Je vais parler de la puissance des mots par rapport à la signification qu’on leur prête et par rapport à la signification qu’ils ont en eux-mêmes et d’eux-mêmes, de l’attraction qu’ils peuvent exercer sur nous, parfois dans un mauvais sens qui les rend trompeurs parce qu’ils risquent de débaucher notre pensée, jusqu’à ce point où il devient impératif de veiller à les rétablir dans leur véritable influence et leur juste signification. C’est là la signification générale de ma démarche, à propos d’un de ces mots qui exercent une puissante fascination ; un mot qui est un exemple du cas général présenté ici et une nécessité spécifique de notre situation générale présente tant son emploi est courant aujourd’hui.

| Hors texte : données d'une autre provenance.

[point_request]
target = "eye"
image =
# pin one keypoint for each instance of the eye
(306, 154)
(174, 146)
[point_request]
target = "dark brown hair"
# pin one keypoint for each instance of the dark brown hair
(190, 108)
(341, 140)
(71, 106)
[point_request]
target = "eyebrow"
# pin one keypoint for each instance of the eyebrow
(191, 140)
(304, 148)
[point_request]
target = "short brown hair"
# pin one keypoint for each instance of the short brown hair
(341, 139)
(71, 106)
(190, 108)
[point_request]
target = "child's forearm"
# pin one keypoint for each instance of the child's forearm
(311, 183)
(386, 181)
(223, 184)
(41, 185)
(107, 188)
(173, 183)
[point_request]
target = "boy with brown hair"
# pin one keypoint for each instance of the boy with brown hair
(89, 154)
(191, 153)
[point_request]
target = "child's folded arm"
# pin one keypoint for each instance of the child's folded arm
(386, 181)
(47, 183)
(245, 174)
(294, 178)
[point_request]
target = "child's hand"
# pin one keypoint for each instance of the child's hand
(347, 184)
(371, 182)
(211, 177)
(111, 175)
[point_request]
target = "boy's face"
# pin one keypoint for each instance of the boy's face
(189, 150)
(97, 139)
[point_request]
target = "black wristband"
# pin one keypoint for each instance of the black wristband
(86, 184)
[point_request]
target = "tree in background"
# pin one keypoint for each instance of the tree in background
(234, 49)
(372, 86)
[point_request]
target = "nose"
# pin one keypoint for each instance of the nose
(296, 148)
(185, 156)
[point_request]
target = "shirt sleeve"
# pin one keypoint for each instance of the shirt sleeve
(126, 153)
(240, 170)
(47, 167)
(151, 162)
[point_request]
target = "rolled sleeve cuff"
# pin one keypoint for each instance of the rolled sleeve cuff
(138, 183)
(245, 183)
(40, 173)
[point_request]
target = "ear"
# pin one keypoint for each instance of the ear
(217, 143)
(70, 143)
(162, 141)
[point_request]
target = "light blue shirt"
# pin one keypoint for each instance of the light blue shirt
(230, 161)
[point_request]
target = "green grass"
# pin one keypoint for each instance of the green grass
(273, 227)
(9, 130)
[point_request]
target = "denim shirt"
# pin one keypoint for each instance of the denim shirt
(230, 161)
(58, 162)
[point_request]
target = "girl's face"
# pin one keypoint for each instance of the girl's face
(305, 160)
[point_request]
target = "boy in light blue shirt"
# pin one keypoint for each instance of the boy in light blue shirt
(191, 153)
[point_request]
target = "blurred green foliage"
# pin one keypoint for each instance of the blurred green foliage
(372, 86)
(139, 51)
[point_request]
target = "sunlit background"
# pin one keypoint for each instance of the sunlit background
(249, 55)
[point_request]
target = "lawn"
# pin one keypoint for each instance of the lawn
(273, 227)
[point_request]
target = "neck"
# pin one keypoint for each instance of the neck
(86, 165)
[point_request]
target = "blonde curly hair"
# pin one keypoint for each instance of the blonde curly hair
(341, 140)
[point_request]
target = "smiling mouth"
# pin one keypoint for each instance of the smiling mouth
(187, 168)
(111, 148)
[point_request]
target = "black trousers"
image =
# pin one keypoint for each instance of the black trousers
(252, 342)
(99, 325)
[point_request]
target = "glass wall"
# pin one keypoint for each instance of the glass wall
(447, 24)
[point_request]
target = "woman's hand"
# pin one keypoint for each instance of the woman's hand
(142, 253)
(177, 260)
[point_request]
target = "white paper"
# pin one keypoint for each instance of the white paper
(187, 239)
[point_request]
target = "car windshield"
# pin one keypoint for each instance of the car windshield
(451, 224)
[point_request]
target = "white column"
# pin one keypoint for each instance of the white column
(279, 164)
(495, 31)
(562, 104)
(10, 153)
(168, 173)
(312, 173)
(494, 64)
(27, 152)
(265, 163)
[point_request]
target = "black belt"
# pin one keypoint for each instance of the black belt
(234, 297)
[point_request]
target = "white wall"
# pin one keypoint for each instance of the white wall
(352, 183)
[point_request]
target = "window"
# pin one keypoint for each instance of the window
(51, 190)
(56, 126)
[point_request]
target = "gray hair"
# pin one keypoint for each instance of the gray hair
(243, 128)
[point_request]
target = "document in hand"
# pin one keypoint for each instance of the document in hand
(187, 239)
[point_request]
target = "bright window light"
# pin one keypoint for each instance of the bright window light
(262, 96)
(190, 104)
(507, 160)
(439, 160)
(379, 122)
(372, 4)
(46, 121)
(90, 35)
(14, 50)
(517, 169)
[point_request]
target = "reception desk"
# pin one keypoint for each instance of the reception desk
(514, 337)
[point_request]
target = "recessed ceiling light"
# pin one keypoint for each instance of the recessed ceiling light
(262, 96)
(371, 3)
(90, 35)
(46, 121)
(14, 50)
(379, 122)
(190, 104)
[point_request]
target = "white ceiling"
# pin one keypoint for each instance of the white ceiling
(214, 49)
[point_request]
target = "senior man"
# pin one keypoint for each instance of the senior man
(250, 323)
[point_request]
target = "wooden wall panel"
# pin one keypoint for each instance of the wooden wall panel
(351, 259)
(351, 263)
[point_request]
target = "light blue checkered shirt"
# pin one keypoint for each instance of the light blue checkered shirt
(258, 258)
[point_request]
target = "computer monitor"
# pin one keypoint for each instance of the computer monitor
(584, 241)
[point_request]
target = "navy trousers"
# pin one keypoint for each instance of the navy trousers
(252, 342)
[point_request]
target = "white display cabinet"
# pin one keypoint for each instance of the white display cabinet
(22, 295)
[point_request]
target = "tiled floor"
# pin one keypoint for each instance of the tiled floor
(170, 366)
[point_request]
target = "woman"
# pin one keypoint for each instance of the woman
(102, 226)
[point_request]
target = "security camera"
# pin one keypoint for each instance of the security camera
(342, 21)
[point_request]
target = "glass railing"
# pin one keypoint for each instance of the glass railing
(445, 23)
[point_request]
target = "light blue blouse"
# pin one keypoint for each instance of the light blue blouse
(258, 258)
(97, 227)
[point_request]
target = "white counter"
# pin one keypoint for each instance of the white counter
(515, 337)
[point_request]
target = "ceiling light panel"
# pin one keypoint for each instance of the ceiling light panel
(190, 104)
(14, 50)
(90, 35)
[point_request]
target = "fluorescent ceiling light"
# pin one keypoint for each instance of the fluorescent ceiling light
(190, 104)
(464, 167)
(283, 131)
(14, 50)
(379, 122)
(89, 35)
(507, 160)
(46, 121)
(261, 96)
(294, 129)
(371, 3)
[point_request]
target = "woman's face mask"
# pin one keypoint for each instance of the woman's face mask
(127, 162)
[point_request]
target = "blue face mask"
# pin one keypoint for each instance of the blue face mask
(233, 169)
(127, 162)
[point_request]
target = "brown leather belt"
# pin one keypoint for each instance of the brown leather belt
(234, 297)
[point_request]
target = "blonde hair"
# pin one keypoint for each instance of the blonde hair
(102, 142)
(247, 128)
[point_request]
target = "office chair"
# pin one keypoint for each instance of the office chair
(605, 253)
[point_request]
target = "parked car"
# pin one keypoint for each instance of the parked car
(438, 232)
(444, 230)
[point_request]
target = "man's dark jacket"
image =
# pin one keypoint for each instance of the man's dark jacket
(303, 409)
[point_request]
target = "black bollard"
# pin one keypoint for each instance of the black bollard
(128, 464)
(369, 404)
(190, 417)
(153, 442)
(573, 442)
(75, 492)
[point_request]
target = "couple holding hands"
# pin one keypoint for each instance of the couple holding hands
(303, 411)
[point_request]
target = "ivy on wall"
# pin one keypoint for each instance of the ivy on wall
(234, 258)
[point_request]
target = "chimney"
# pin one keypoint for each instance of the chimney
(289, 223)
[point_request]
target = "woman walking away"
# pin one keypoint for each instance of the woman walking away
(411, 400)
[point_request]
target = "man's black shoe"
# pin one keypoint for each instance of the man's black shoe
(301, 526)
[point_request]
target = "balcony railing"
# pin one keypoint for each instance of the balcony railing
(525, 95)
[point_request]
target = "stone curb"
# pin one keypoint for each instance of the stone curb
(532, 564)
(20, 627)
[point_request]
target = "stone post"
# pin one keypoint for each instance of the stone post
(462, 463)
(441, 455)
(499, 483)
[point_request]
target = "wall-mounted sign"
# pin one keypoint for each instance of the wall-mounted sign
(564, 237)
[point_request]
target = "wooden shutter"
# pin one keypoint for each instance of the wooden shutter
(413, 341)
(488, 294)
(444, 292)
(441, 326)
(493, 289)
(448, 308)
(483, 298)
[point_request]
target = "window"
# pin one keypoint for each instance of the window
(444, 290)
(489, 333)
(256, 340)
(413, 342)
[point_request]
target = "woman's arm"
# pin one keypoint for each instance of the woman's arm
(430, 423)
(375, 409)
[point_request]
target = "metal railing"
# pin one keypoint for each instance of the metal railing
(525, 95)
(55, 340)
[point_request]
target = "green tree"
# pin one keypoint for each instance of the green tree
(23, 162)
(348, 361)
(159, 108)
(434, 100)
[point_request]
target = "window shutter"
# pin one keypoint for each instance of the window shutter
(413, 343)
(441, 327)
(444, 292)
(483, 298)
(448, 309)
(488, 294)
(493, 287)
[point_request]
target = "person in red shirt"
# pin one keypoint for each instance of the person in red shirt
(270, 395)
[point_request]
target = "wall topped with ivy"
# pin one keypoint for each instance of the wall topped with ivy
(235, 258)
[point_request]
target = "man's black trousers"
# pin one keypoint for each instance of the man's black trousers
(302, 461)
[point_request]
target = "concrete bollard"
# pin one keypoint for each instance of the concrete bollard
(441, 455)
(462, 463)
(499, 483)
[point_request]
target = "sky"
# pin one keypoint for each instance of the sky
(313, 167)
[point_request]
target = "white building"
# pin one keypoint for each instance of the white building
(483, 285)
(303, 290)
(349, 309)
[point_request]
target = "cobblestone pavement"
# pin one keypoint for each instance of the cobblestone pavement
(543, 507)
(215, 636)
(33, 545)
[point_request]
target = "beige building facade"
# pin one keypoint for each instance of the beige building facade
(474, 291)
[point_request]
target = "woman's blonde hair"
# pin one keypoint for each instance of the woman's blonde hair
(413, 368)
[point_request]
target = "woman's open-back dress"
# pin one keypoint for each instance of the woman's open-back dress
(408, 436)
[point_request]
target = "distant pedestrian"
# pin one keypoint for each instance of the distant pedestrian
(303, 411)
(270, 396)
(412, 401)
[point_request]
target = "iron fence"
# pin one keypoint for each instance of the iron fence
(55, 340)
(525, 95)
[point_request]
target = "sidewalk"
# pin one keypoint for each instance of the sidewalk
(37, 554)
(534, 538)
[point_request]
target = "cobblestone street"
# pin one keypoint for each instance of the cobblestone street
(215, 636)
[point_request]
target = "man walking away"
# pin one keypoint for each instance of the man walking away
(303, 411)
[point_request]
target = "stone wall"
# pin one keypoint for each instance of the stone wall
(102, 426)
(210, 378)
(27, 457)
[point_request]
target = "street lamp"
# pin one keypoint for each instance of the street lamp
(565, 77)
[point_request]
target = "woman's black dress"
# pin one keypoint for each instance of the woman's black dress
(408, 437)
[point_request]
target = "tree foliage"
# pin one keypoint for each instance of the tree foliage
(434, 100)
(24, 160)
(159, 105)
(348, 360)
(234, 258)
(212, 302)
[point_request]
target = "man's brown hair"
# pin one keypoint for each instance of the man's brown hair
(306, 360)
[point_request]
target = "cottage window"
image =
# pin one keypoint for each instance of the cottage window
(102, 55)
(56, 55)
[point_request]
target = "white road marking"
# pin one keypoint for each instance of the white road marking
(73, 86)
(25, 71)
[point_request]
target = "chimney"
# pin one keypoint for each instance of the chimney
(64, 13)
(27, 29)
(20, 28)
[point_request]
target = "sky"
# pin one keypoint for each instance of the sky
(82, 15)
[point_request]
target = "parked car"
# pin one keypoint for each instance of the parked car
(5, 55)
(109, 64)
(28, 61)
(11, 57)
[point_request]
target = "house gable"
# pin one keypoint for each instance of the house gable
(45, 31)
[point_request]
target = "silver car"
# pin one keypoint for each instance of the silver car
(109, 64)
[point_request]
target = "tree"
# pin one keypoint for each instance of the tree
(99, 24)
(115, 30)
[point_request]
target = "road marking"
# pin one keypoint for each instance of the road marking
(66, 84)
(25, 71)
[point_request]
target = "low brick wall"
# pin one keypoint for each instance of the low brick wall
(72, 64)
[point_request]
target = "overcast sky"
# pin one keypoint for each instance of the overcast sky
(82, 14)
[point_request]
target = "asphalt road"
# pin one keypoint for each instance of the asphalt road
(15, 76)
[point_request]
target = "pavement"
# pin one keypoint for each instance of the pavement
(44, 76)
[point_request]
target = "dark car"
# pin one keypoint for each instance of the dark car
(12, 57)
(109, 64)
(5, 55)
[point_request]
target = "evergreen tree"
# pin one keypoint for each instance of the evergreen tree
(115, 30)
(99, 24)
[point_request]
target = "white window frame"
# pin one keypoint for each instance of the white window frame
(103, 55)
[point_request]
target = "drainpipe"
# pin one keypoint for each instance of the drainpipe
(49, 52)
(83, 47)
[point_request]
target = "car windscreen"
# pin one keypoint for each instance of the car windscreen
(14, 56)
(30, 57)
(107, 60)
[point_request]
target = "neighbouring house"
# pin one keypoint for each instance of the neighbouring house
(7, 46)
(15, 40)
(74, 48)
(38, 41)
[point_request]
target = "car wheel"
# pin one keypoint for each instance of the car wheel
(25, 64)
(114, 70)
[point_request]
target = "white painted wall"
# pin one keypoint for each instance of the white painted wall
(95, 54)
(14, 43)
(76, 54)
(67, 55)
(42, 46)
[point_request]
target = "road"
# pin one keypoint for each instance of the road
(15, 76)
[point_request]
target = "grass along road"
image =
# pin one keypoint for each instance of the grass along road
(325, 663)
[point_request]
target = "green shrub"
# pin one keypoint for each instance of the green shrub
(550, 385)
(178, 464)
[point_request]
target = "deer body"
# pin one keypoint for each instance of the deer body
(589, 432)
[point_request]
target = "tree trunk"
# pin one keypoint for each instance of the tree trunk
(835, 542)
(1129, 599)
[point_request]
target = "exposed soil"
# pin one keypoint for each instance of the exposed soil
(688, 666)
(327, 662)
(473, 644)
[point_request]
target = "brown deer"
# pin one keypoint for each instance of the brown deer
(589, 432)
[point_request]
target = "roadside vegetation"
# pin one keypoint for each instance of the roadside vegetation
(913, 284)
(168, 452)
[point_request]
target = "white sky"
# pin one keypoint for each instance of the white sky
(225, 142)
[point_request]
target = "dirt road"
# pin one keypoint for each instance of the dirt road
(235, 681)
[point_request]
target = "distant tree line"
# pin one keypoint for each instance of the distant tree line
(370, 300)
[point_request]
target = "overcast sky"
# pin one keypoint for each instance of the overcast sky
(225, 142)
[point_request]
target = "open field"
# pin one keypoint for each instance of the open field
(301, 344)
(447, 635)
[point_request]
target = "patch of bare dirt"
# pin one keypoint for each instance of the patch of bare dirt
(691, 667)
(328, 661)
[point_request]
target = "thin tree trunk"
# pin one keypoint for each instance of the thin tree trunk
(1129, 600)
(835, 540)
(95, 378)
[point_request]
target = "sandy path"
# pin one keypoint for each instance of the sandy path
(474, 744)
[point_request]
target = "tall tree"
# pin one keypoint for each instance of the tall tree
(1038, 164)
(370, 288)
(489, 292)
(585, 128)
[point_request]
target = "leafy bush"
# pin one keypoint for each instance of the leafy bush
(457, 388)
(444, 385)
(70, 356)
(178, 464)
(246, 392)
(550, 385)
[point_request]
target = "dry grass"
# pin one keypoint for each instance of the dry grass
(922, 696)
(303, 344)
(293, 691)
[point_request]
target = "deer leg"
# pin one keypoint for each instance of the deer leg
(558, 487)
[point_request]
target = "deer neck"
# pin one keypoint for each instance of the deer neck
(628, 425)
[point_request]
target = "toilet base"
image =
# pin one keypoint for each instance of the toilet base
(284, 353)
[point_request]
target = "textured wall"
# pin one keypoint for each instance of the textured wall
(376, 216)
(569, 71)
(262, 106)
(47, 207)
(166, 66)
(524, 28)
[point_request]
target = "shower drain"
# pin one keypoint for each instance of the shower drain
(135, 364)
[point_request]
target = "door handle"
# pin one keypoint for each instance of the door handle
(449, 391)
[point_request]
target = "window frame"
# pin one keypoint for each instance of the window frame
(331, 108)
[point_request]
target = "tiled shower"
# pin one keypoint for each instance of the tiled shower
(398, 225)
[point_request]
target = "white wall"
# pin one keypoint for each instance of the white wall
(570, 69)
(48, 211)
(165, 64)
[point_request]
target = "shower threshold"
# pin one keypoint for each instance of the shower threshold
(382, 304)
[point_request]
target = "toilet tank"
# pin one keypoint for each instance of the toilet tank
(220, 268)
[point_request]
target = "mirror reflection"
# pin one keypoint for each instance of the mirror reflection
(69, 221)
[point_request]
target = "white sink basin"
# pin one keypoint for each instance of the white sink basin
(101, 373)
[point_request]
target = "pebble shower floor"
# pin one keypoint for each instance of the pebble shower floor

J’éprouve effectivement ces sentiments divers avec le mot “chaos”, dont on comprend aisément qu’il est pleinement dans l’esprit de notre temps courant. C’est pour cette raison d’abord de son actualité, bien qu’il soit au moins symboliquement et selon la tradition aussi vieux que le monde connu, que ce mot est à la fois trompeur et fascinant, qu’il est en vérité essentiel pour la juste appréciation de notre époque déferlante, qu’il est lui-même l’objet d’un débat sémantique qui recèle également un jugement de fond sur les événements en cours, qu’il mérite par conséquent toute notre attention et qu’il exige d’être rétabli dans toute sa réelle puissance et sa magnifique signification. Le mot “chaos” est un de ces mots qui transmutent une époque, qui transcendent des événements, qui bouleversent les êtres jusqu’aux tréfonds de leurs âmes héroïques, qui suscitent les pensées les plus audacieuses et les emportements les plus exaltants.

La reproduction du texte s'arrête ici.